Fed’s Michelle Bowman warns rate cuts declaring victory too soon
A top Federal Reserve official warned Friday that the central bank risks prematurely declaring victory over inflation with its vote for a jumbo interest rate cut.
Fed Governor Michelle Bowman was the sole dissented voice on the Federal Open Market Committee in its 11-1 decision to slash rate by 50 basis points instead of a quarter-point cut on Wednesday.
“The committee’s larger policy action could be interpreted as a premature declaration of victory on our price stability mandate,” Bowman said in a statement on Friday.
“I believe that moving at a measured pace toward a more neutral policy stance will ensure further progress in bringing inflation down to our 2% target.”
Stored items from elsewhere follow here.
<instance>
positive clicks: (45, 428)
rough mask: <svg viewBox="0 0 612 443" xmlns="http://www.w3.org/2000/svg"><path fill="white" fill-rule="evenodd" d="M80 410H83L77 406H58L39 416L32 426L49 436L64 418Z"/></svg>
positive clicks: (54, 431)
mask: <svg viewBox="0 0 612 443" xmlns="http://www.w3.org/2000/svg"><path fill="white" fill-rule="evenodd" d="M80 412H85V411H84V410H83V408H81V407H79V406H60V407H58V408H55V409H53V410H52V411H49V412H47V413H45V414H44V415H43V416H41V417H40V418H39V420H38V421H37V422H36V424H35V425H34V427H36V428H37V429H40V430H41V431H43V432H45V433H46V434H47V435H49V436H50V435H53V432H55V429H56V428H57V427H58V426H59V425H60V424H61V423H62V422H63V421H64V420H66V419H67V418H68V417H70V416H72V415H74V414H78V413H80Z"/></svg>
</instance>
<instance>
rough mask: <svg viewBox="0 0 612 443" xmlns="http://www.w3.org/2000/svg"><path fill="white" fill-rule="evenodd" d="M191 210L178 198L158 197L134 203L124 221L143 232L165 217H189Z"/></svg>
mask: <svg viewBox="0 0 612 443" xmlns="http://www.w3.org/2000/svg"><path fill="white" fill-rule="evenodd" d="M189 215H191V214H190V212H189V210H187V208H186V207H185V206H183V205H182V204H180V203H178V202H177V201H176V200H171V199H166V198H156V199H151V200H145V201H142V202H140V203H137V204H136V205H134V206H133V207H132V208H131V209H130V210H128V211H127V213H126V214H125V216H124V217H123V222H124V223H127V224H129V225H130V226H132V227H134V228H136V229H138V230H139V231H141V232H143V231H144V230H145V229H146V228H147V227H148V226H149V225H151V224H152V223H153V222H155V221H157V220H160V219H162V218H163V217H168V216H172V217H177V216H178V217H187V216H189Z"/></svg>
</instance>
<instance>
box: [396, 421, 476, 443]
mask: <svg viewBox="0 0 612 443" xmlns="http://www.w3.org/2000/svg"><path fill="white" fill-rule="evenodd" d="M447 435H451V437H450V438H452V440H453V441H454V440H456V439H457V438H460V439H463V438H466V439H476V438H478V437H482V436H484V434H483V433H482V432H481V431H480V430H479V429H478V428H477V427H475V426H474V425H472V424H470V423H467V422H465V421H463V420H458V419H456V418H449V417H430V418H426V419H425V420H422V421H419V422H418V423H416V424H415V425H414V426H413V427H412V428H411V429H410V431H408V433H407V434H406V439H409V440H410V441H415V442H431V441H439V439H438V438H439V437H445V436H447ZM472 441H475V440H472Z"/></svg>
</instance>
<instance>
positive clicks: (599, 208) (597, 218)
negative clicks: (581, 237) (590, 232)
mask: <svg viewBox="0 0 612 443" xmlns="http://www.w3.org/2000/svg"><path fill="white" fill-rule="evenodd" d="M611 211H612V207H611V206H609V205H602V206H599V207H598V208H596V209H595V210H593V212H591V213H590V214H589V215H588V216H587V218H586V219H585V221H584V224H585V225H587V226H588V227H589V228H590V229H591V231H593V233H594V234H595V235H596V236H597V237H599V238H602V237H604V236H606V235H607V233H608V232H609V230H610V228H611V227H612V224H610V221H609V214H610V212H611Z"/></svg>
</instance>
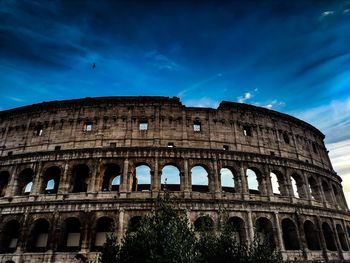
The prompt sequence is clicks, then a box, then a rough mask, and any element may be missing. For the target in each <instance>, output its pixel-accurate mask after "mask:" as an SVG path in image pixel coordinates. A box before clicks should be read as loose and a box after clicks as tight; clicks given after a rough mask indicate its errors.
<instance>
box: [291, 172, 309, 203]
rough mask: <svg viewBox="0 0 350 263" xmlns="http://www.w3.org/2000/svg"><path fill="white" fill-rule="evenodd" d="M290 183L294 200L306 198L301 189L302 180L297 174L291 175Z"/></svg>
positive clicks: (301, 189) (298, 174)
mask: <svg viewBox="0 0 350 263" xmlns="http://www.w3.org/2000/svg"><path fill="white" fill-rule="evenodd" d="M291 183H292V188H293V194H294V197H296V198H306V193H305V191H304V189H303V185H304V183H303V180H302V178H301V176H300V175H299V174H296V173H295V174H292V176H291Z"/></svg>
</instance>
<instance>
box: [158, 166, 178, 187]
mask: <svg viewBox="0 0 350 263" xmlns="http://www.w3.org/2000/svg"><path fill="white" fill-rule="evenodd" d="M165 186H166V188H167V189H168V190H170V191H180V188H181V180H180V170H179V169H178V168H177V167H176V166H174V165H171V164H168V165H165V166H164V167H163V169H162V175H161V188H162V189H164V187H165Z"/></svg>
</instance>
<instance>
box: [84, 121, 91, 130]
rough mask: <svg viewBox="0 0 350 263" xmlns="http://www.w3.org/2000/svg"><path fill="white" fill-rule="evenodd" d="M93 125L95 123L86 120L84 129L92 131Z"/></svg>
mask: <svg viewBox="0 0 350 263" xmlns="http://www.w3.org/2000/svg"><path fill="white" fill-rule="evenodd" d="M92 127H93V123H92V122H91V121H88V122H85V125H84V131H86V132H91V131H92Z"/></svg>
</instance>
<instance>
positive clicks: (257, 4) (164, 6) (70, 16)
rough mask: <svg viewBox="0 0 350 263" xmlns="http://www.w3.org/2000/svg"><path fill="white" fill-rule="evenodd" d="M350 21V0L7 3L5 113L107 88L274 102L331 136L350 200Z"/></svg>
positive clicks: (18, 2)
mask: <svg viewBox="0 0 350 263" xmlns="http://www.w3.org/2000/svg"><path fill="white" fill-rule="evenodd" d="M349 25H350V1H349V0H347V1H344V0H343V1H337V0H333V1H325V0H314V1H313V0H308V1H292V0H290V1H282V0H277V1H272V0H271V1H258V0H256V1H253V0H252V1H181V0H177V1H132V0H130V1H103V0H102V1H92V0H90V1H79V0H75V1H68V0H66V1H56V0H51V1H33V0H31V1H26V0H21V1H19V0H2V1H1V2H0V110H5V109H9V108H14V107H18V106H22V105H28V104H32V103H38V102H42V101H50V100H63V99H70V98H81V97H93V96H108V95H113V96H118V95H131V96H132V95H135V96H138V95H164V96H179V97H180V98H181V101H182V102H183V103H184V104H186V105H188V106H202V107H214V108H215V107H217V105H218V104H219V103H220V101H222V100H231V101H239V102H243V103H249V104H253V105H259V106H263V107H267V108H272V109H274V110H277V111H281V112H284V113H287V114H291V115H294V116H296V117H298V118H301V119H303V120H305V121H307V122H310V123H311V124H313V125H315V126H316V127H317V128H319V129H320V130H321V131H322V132H323V133H325V135H326V143H327V148H328V149H329V150H330V156H331V158H332V161H333V163H334V166H335V169H336V171H337V172H338V173H339V174H340V175H341V176H342V177H343V179H344V180H345V183H344V187H345V190H346V192H348V194H349V197H350V48H349V47H350V26H349ZM93 63H95V64H96V67H95V68H94V69H93V68H92V64H93ZM349 200H350V199H349Z"/></svg>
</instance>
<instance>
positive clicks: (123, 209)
mask: <svg viewBox="0 0 350 263" xmlns="http://www.w3.org/2000/svg"><path fill="white" fill-rule="evenodd" d="M124 214H125V212H124V209H120V210H119V219H118V229H117V239H118V241H119V242H120V241H121V240H122V239H123V236H124V228H126V227H125V226H124ZM125 223H126V224H127V223H128V222H125Z"/></svg>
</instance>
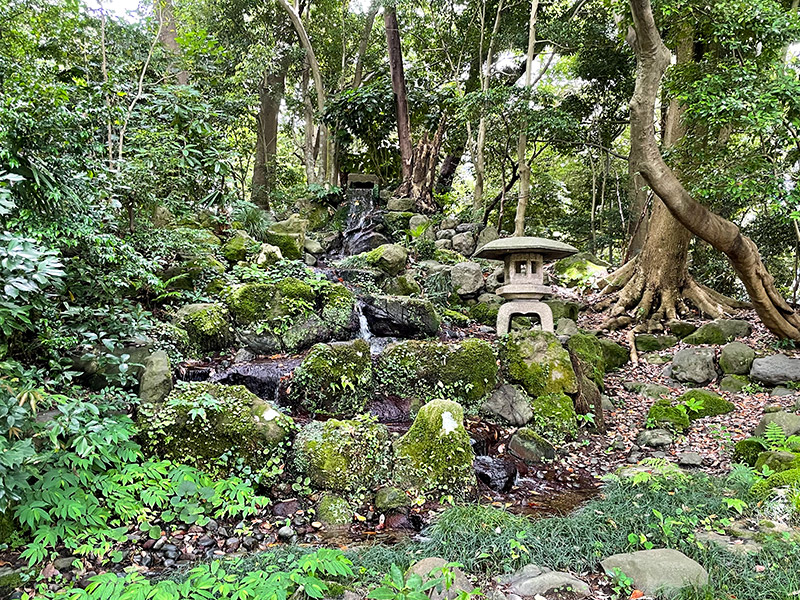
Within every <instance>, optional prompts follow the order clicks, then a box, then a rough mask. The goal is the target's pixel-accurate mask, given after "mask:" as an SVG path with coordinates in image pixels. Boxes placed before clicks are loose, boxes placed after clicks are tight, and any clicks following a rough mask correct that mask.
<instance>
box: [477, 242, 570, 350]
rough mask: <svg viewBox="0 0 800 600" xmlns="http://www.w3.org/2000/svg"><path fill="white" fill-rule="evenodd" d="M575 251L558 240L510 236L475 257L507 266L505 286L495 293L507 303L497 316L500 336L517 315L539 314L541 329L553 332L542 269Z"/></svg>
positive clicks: (530, 314)
mask: <svg viewBox="0 0 800 600" xmlns="http://www.w3.org/2000/svg"><path fill="white" fill-rule="evenodd" d="M576 252H578V249H577V248H574V247H572V246H570V245H569V244H565V243H564V242H558V241H556V240H548V239H545V238H537V237H510V238H501V239H499V240H494V241H493V242H489V243H488V244H486V245H485V246H483V247H481V248H480V249H479V250H478V251H477V252H476V253H475V255H474V256H475V258H488V259H493V260H502V261H503V263H504V276H505V277H504V280H503V281H504V283H505V285H503V287H500V288H498V289H497V292H496V293H497V295H498V296H502V297H503V298H505V299H506V300H508V302H506V303H505V304H503V305H502V306H501V307H500V311H499V312H498V313H497V335H503V334H505V333H508V330H509V328H510V326H511V319H512V317H514V316H515V315H538V316H539V321H540V323H541V325H542V329H543V330H544V331H553V311H551V310H550V307H549V306H547V304H545V303H544V302H541V299H542V296H546V295H548V294H550V293H551V290H550V287H549V286H546V285H544V271H543V269H542V266H543V265H544V263H545V262H550V261H553V260H557V259H559V258H564V257H565V256H570V255H572V254H575V253H576Z"/></svg>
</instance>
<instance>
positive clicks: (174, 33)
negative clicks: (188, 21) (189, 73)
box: [156, 0, 189, 85]
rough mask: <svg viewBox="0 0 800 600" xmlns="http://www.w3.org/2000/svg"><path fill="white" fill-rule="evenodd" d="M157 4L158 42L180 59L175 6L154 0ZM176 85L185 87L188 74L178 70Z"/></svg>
mask: <svg viewBox="0 0 800 600" xmlns="http://www.w3.org/2000/svg"><path fill="white" fill-rule="evenodd" d="M156 2H157V3H158V7H157V9H158V10H157V11H156V12H157V13H158V15H159V19H160V21H161V35H160V41H161V43H162V44H164V46H165V47H166V48H167V50H169V51H170V52H171V53H172V54H173V55H174V56H175V57H177V58H178V59H180V56H181V47H180V44H178V40H177V37H178V26H177V24H176V22H175V6H174V5H173V4H172V0H156ZM175 77H176V79H177V80H178V84H180V85H186V84H187V83H189V72H188V71H185V70H183V69H180V70H179V71H178V72H177V73H176V74H175Z"/></svg>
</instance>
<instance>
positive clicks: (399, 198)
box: [386, 196, 415, 212]
mask: <svg viewBox="0 0 800 600" xmlns="http://www.w3.org/2000/svg"><path fill="white" fill-rule="evenodd" d="M414 208H415V206H414V199H413V198H396V197H394V196H392V197H391V198H389V200H388V201H387V202H386V210H391V211H395V212H413V211H414Z"/></svg>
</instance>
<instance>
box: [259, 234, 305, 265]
mask: <svg viewBox="0 0 800 600" xmlns="http://www.w3.org/2000/svg"><path fill="white" fill-rule="evenodd" d="M263 241H264V242H266V243H267V244H271V245H272V246H277V247H278V248H280V250H281V255H282V256H283V258H285V259H286V260H300V259H302V258H303V249H302V248H301V247H300V244H299V241H298V238H297V237H295V236H293V235H291V234H288V233H277V232H274V231H268V232H267V233H266V234H264V238H263Z"/></svg>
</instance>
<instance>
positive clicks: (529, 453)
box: [508, 427, 556, 464]
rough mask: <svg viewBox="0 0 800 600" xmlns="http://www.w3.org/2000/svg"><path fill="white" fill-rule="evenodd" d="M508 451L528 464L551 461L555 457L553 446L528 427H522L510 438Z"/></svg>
mask: <svg viewBox="0 0 800 600" xmlns="http://www.w3.org/2000/svg"><path fill="white" fill-rule="evenodd" d="M508 451H509V452H511V454H513V455H514V456H516V457H517V458H520V459H522V460H523V461H525V462H526V463H530V464H533V463H538V462H542V461H543V460H553V459H554V458H555V457H556V450H555V448H554V447H553V444H551V443H550V442H548V441H547V440H546V439H545V438H543V437H542V436H541V435H539V434H538V433H536V432H535V431H534V430H533V429H531V428H529V427H522V428H520V429H518V430H517V432H516V433H515V434H514V435H512V436H511V441H510V442H509V443H508Z"/></svg>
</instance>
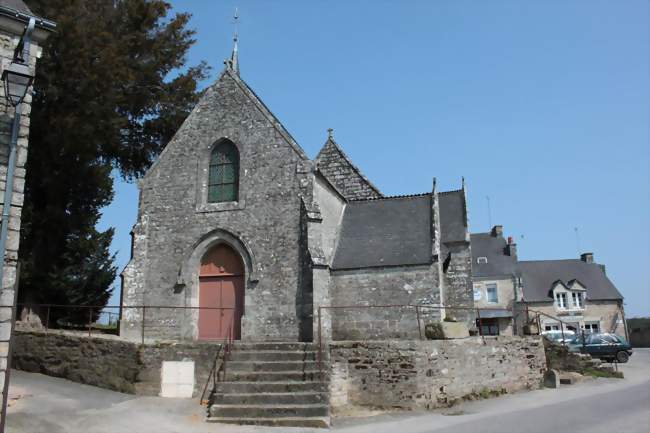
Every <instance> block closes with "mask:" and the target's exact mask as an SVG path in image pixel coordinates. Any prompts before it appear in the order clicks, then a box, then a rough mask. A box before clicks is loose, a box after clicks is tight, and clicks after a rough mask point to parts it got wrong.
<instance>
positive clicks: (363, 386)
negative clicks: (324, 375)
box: [329, 336, 546, 412]
mask: <svg viewBox="0 0 650 433" xmlns="http://www.w3.org/2000/svg"><path fill="white" fill-rule="evenodd" d="M329 350H330V359H331V371H330V393H331V405H332V409H333V411H335V412H336V411H337V410H340V409H343V408H345V407H348V406H366V407H377V408H402V409H432V408H436V407H445V406H449V405H452V404H453V403H454V402H456V401H458V400H462V399H465V398H474V397H477V396H485V395H489V394H495V393H496V394H501V393H508V392H514V391H519V390H522V389H536V388H538V387H539V386H540V383H541V380H542V377H543V373H544V371H545V369H546V360H545V357H544V347H543V344H542V341H541V338H539V337H525V338H522V337H511V336H503V337H501V336H500V337H485V342H483V340H482V339H481V338H480V337H470V338H465V339H460V340H438V341H416V340H411V341H367V342H357V341H346V342H333V343H331V344H330V346H329Z"/></svg>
It was the first dissent by a member of the Fed’s Board of Governors in 19 years, and highlighted the still unresolved issue of how fully Fed Chair Jerome Powell had the backing of the FOMC’s 12 voting members and seven non-voting participants in beginning a new cycle of rate-cutting with the 50-basis-point reduction.
Only voting members of the committee, including the seven Fed governors and five of the 12 reserve bank presidents at any given meeting, can dissent.
Economic projections issued by other Fed policymakers alongside the policy statement on Wednesday showed many seemed inclined towards a quarter-percentage-point cut, though the “dot plot” reflecting officials’ rate outlook does not indicate how many of them were non-voters with no option to register an objection.
Fed Governor Christopher Waller said inflation data in the weeks leading up to the Fed’s September meeting pushed him to vote in favor of the larger cut.
Waller said instead of looking at just the core consumer price index and producer price index, he looked at the personal consumption expenditures price index — the Fed’s preferred inflation gauge.
The PCE has risen at an annualized rate less than 1.8% over the last three months, even lower than the Fed’s goal of 2%, he said.
“If the data starts coming in soft and continues to come in soft, I would be much more willing to be aggressive on rate cuts to get inflation closer to our target,” he told CNBC.
But Bowman said she is worried that strong demand could continue to drive prices upward.
“I am also taking signal from continued solid growth in the spending data, especially consumer spending, reflecting a healthy labor market,” she said. “Inflation remains above our 2% goal, as core personal consumption expenditures prices are still rising faster than 2.5% from 12 months earlier.”